Sub Pop has definitely got their money’s worth with Washed Out, née Ernest Greene. He has managed to cherry-pick the best aspects of the above while leaning toward the amiable cheesiness of earlier decades (nostalgic synthesizer fails, epic midi tom fills, 120 bpm). The electronic rhythms of the New Romantics are the skeleton, and the warm noise of the dream-poppers is the skin of his first full-length, Within and Without. Add in an appreciation for Music Has the Right to Children-era Boards of Canada and the preciseness of John McEntire, and you’ve got yourself a winner.
However, Within and Without has one serious polarizer: It is impeccably safe. There is absolutely nothing differentiating or even exploratory about it. The tools are all immediately recognized, the melodies proven and ambiance overly characterized. It makes for a comfortable listen. Spin it for your tween brother or your middle-aged aunt, and you’ll get, at worst, a faintly positive reaction.

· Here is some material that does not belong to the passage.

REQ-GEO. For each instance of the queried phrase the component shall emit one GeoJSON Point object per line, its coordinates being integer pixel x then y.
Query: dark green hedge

In the end, Washed Out feels more like a Bon Iver or The xx than one of his fellow niche-ers who carved out the scene. Within and Without is too comfortable and too smooth around the edges. It harnesses both the stylistic flamboyance and embrace for the danceable of the New Romantics as well as the ethereal textures of the dream poppers, but none of the rebellion to the mainstream that spurred both those movements (the latter being a reaction to the popularized former). It doesn’t even have the bedroom ambience that made the subgenre so affable and self-effacing to begin with. It’s a record with 20-20 hindsight vision. It perfects the past’s mistakes, but misses the fun in making them.